Drugs that target changes in the BRAF gene
About half of all melanomas have changes in a gene called BRAF. A drug called vemurafenib (PLX4032) has shown promising results in early studies, significantly shrinking tumors in more than half of people whose metastatic melanoma has a BRAF gene change. The drug does not appear to cure these cancers, but it seems to delay the time before they start growing again. It is not yet clear if this drug can help people live longer, but further studies are under way. If these studies continue to show the drug is effective, doctors may soon start testing melanoma samples in patients to see if they contain the BRAF gene, in which case this drug may be used.
Other drugs that target BRAF gene changes are now being developed and studied as well.
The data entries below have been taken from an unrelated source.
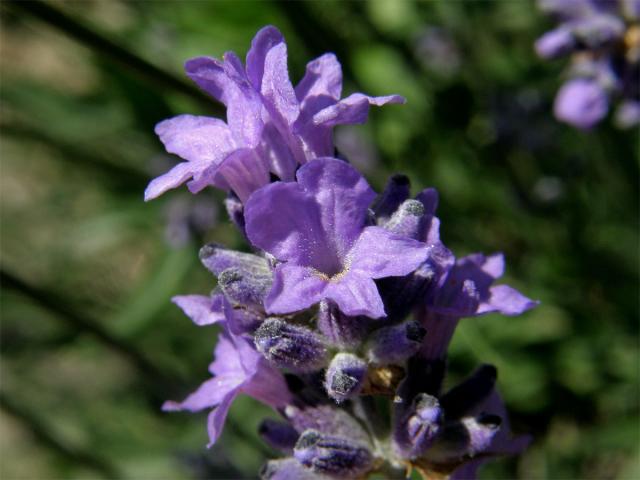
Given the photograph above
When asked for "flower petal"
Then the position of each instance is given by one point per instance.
(380, 253)
(172, 179)
(201, 309)
(356, 294)
(343, 196)
(321, 85)
(294, 288)
(244, 172)
(211, 393)
(285, 221)
(506, 300)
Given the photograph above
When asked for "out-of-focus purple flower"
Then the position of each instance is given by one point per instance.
(582, 103)
(467, 291)
(604, 44)
(345, 376)
(437, 51)
(321, 238)
(628, 114)
(237, 369)
(555, 43)
(271, 126)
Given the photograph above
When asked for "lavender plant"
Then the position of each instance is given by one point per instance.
(341, 317)
(602, 38)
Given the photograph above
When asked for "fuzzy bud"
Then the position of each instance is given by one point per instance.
(345, 376)
(397, 191)
(245, 287)
(407, 219)
(290, 346)
(417, 427)
(464, 438)
(338, 457)
(396, 343)
(279, 435)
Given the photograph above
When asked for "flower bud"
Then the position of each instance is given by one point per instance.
(279, 435)
(345, 376)
(290, 346)
(397, 191)
(340, 329)
(464, 438)
(417, 427)
(463, 397)
(407, 219)
(235, 210)
(245, 287)
(396, 343)
(332, 455)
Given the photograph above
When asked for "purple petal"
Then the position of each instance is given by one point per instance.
(321, 85)
(356, 294)
(379, 253)
(209, 75)
(197, 139)
(227, 358)
(217, 417)
(351, 110)
(172, 179)
(294, 288)
(262, 43)
(581, 103)
(506, 300)
(201, 309)
(244, 172)
(285, 221)
(268, 386)
(343, 195)
(227, 83)
(211, 393)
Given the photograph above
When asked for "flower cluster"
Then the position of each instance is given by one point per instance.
(603, 40)
(341, 317)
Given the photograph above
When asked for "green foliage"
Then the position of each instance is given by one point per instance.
(77, 150)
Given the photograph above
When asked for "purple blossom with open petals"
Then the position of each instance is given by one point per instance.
(271, 126)
(237, 369)
(321, 239)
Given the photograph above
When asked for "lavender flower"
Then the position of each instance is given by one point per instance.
(603, 39)
(321, 238)
(237, 369)
(348, 296)
(271, 127)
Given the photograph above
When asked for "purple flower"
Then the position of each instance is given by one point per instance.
(271, 126)
(237, 369)
(605, 61)
(581, 103)
(316, 228)
(467, 291)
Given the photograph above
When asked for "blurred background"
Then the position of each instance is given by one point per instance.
(91, 344)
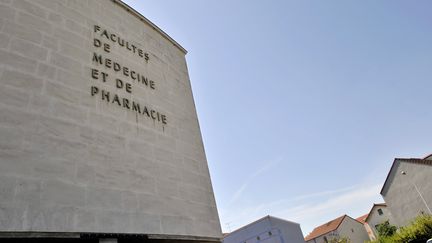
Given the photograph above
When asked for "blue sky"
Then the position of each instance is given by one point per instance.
(303, 105)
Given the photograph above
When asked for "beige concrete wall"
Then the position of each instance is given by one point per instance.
(73, 162)
(403, 192)
(374, 218)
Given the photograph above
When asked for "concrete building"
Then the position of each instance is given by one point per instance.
(342, 227)
(99, 136)
(377, 215)
(407, 189)
(368, 229)
(267, 230)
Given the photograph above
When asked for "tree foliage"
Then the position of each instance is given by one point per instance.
(339, 240)
(386, 229)
(418, 231)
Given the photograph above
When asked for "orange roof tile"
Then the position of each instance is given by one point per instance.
(325, 228)
(362, 219)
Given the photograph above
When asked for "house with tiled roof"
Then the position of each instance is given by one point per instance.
(376, 216)
(265, 230)
(407, 189)
(341, 227)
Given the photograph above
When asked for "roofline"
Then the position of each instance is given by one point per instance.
(258, 220)
(147, 21)
(344, 216)
(408, 160)
(370, 211)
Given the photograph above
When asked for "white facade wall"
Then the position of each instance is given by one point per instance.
(267, 230)
(408, 195)
(321, 239)
(73, 162)
(353, 230)
(374, 218)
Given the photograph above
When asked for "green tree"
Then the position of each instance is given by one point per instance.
(418, 231)
(386, 229)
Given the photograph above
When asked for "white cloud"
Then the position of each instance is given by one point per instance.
(312, 209)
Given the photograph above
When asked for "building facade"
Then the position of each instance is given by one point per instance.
(407, 190)
(266, 230)
(378, 214)
(342, 227)
(99, 136)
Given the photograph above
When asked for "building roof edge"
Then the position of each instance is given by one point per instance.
(147, 21)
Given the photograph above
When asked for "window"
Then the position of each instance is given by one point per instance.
(380, 212)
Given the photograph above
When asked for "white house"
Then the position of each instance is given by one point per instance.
(344, 226)
(407, 190)
(378, 214)
(267, 230)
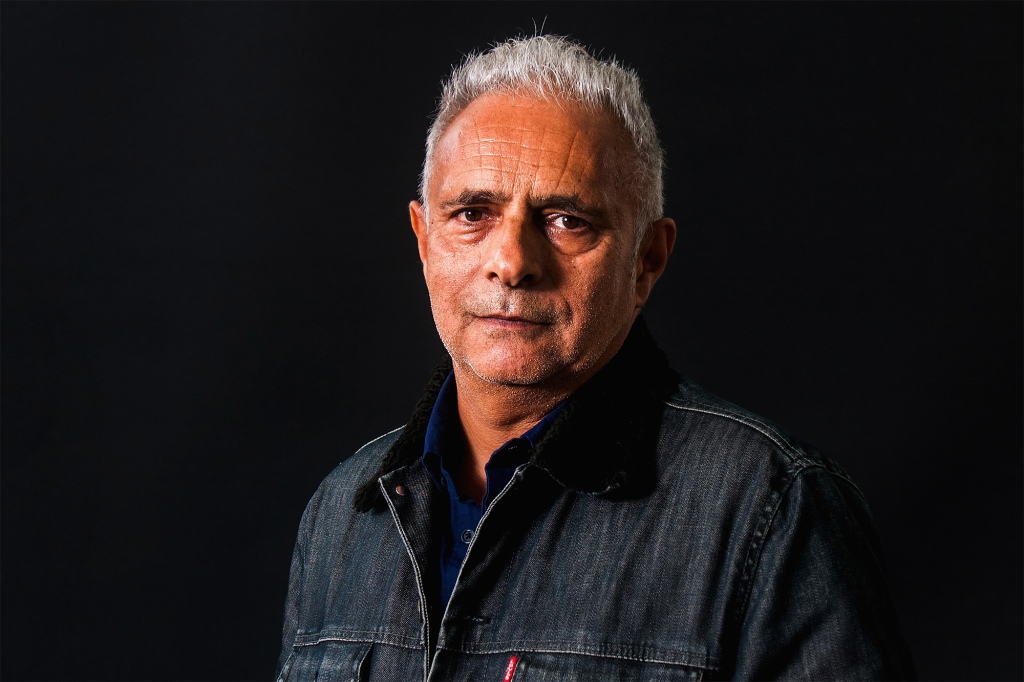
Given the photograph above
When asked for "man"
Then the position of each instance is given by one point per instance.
(561, 505)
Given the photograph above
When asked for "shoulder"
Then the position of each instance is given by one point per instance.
(693, 411)
(336, 493)
(709, 442)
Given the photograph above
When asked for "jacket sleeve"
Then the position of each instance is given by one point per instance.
(293, 599)
(818, 606)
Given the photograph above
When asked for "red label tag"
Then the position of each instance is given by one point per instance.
(510, 669)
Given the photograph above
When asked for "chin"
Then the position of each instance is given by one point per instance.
(514, 370)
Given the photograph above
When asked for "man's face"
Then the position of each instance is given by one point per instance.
(527, 242)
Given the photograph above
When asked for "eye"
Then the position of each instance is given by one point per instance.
(569, 222)
(471, 215)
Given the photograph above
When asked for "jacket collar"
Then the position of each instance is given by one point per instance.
(602, 441)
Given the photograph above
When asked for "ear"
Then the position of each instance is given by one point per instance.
(418, 216)
(653, 256)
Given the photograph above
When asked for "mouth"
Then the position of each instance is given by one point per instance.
(511, 322)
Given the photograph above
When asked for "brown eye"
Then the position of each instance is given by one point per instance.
(569, 222)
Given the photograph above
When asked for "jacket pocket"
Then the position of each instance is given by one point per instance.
(327, 661)
(551, 667)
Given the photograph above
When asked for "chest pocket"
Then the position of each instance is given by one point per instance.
(328, 661)
(560, 667)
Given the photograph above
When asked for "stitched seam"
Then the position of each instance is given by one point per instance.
(753, 561)
(531, 646)
(357, 637)
(367, 444)
(762, 428)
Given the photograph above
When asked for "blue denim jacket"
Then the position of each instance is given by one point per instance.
(657, 533)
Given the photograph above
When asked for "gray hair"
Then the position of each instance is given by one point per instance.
(555, 68)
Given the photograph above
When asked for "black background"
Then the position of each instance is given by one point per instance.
(211, 294)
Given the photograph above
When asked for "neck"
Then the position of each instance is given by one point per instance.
(491, 416)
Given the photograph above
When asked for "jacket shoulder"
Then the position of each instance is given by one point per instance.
(338, 488)
(748, 431)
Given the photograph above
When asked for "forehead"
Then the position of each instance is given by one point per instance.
(521, 145)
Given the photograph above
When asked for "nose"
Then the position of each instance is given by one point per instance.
(516, 253)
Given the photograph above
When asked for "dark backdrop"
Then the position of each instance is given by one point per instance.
(211, 294)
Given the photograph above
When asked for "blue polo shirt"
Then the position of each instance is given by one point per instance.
(440, 445)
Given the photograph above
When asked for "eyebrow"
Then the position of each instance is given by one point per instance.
(472, 197)
(567, 203)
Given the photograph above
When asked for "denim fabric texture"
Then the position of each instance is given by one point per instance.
(656, 533)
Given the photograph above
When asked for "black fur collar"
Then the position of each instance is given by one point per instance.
(602, 442)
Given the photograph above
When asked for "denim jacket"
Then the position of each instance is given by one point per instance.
(656, 533)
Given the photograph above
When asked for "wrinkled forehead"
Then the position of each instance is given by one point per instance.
(526, 146)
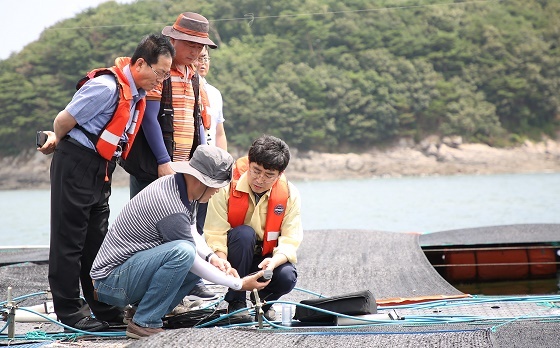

Drugs that target changes in the c-kit gene
Certain types of melanomas often have unusual gene changes. This often includes melanomas that start in certain areas:
  • On the palms of the hands, soles of the feet, or under fingernails
  • Inside the mouth or in other mucosal areas
  • In areas that get chronic sun exposure
About one third of these uncommon melanomas have changes in a gene called c-kit. Some drugs that are already used to treat other cancers, such as imatinib (Gleevec) and nilotinib (Tasigna), are known to target cells with changes in c-kit. Clinical trials are now under way to see if these and other drugs might help people with these types of melanoma.
Drugs that target other gene or protein changes
Several drugs that target other abnormal genes or proteins, such as sorafenib (Nexavar), bevacizumab (Avastin), temsirolimus (Torisel), and everolimus (Afinitor), are now being studied in clinical trials as well.
Researchers are also looking at combining some of these targeted drugs with other types of treatments, such as chemotherapy or immunotherapy.